Kehidupan ialah
perjalanan. Sejak lahir hingga saat ini ialah perjalanan hidup kita. Banyak hal
yang kita lalui. Susah, senang, bahagia, takut, dan perasaan lainnya. Dari situlah
akan ada pengalaman bagi diri kita. Dari situ pula banyak hal hikmah yang dapat
diambil.
Aku, merasakan hal itu. Sehingga
menyebut diriku seorang pejalan. Pejalan yang berjalan di jalan yang telah ada.
Entah aku tinggal melaluinya atau memilih jalan yang akan dilalui. Di sinilah
takdir mubram, takdir Allah yang mutlak dan takdir muallaq, takdir Allah yang
mengikut sertakan manusia dalam menentukan nasibnya.
Semakin ke sini, banyak
hal yang telah dilalui. Takdir mubram sepertinya tak perlu dibahas. Sebab itu
telah ketentuan dari-Nya. Tak bisa ditolak. Tak bisa diubah. Seorang pejalan
tinggal mengikuti jalan. Sementara, takdir muallaq, pejalan bisa menentukan mau
apa, kemana, melakukan apa, berjalan sendiri atau dengan siapa.
Sebagai pejalan, tentu
menyadari banyak jalur dan persimpangan yang dipilih. Ketika memilih perlu
yakin mengapa memilih suatu hal. Ketika sudah memilih perlu memperjuangkan
untuk mendapatkannya. Ketika telah berusaha maka perlu berikhtiar. Ketika mendapatkannya
maka bersyukur. Ketika tak mendapatkannya maka berintropeksi diri dan mungkin
merenungkan apa yang telah didapatkan untuk disyukuri.
Aku hanya mengikuti
keinginanku. Ku jalankan saja. Tetapi aku tak ingin ikut-ikutan orang lain. Pejalan harus tenang memikirkan perjalanannya. Apakah
benar-benar siap atau sekadar ikut-ikutan? Jika benar-benar siap, tak apa
melanjutkan perjalanannya. Mungkin saja ketika di perjalanan pejalan
akan menyeret beban berat dan memikirkan orang di sekitarnya agar mencapai
tujuan.
Dalam perjalanan
ada kalanya aku tak berjalan sendirian. Aku akan menemukan orang-orang yang
memiliki tujuan yang sama. Dengan beberapa orang yang ku anggap nyaman dan ku
percayai, aku akan berkata, “Lebih baik kau berjalan di sebelahku. Tidak di belakangku,
sebab bisa saja kau tertinggal. Tidak di depanku, sebab ku bisa saja tak dapat
menyamai langkahmu. Jikalau di samping, mari kita ukir sejarah bersama
sepanjang jalan.” Hal itu ku katakan sebab lebih baik kita berdiskusi dalam
menentukan arah. Sehingga tak ada beban yang begitu berat di antara kita dan
terbebani.
Tetapi ada
kalanya pula kita tak bisa memaksakan berjalan bersamaan dengan beberapa orang.

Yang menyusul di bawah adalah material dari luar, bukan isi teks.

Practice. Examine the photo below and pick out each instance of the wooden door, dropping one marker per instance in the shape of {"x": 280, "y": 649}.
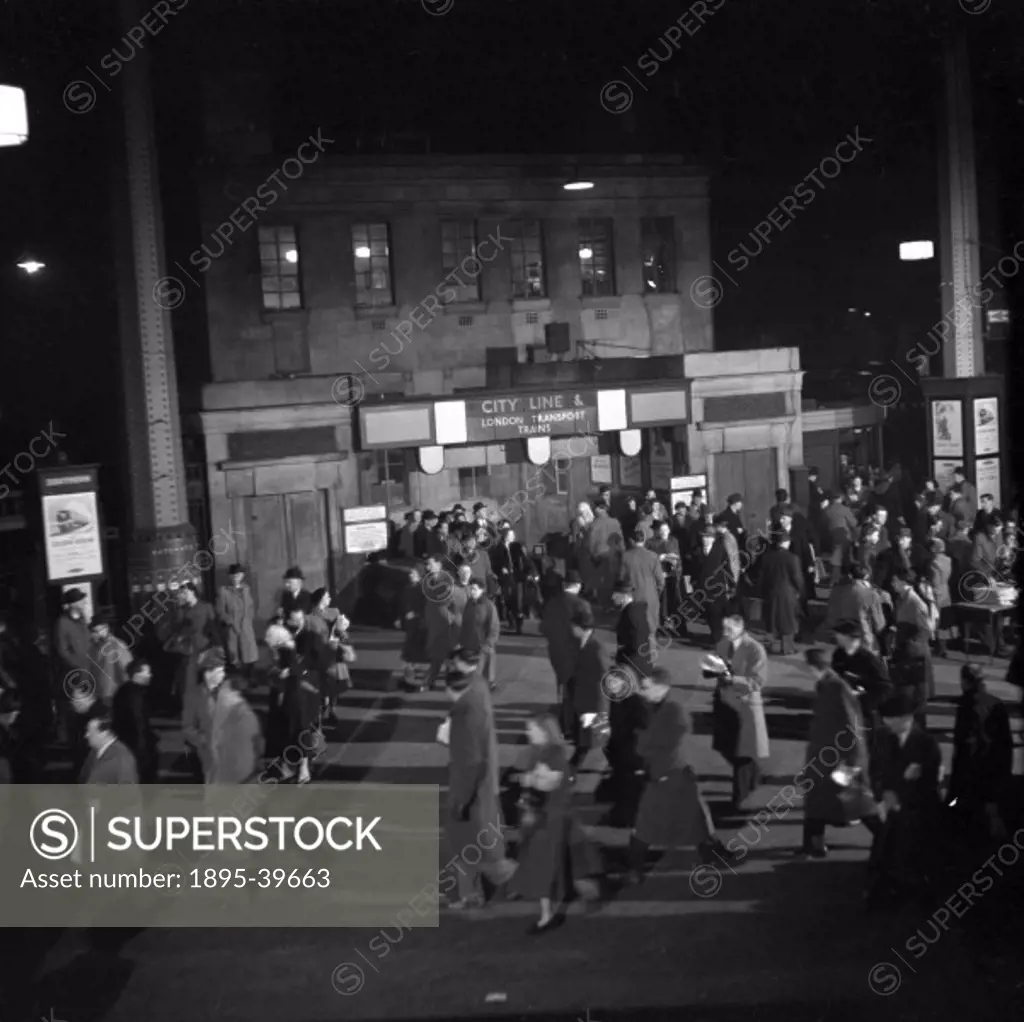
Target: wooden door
{"x": 285, "y": 530}
{"x": 752, "y": 473}
{"x": 267, "y": 545}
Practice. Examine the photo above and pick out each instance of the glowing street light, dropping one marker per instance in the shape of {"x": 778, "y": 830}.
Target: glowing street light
{"x": 915, "y": 251}
{"x": 13, "y": 116}
{"x": 31, "y": 266}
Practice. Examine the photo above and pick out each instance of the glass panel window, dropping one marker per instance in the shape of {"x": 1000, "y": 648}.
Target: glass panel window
{"x": 389, "y": 478}
{"x": 597, "y": 259}
{"x": 657, "y": 245}
{"x": 372, "y": 256}
{"x": 527, "y": 260}
{"x": 279, "y": 257}
{"x": 473, "y": 482}
{"x": 459, "y": 257}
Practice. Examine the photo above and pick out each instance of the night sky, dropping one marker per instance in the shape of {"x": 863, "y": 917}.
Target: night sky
{"x": 759, "y": 94}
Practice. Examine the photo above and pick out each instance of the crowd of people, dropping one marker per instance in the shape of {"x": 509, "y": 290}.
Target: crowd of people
{"x": 892, "y": 585}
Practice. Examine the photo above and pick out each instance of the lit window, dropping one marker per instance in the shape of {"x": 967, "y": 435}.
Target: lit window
{"x": 527, "y": 260}
{"x": 279, "y": 255}
{"x": 597, "y": 261}
{"x": 473, "y": 482}
{"x": 459, "y": 257}
{"x": 372, "y": 254}
{"x": 389, "y": 479}
{"x": 657, "y": 245}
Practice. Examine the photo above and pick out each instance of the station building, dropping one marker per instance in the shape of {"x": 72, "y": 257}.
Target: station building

Sebabnya mungkin tak begitu sejalan dan ia sulit untuk diajak berdiskusi. Bisa
jadi bukan diskusi untuk menyelesaikan, tetapi mengalah untuk menunjukkan arah
atau mengikuti jalannya dengan risiko yang ada. Pejalan haruslah menerima tetapi
tak boleh pasrah begitu saja. Perlu tetap berusaha dan tetap mengingatkan teman
perjalanan ketika mulai tak sesuai tujuan.
Seorang
pejalan yang berjalan bersama pejalan lainnya terkadang mengalami perdebatan
dengan ego dan argumennya. Namun, ketika diskusi dan memimpin dan mengikuti
bukan hal yang baik, lagi-lagi pejalan harus memilih jalan yang dilalui.
Mungkin saja akan berpisah dengan pengertian dan "sampai jumpa."
Jadi, bagiku sebagai
pejalan, berjalan bukanlah sekadar berjalan kaki, tetapi menjalani hidup. Di perjalananlah
pejalan akan menemukan pesan untuk disadari.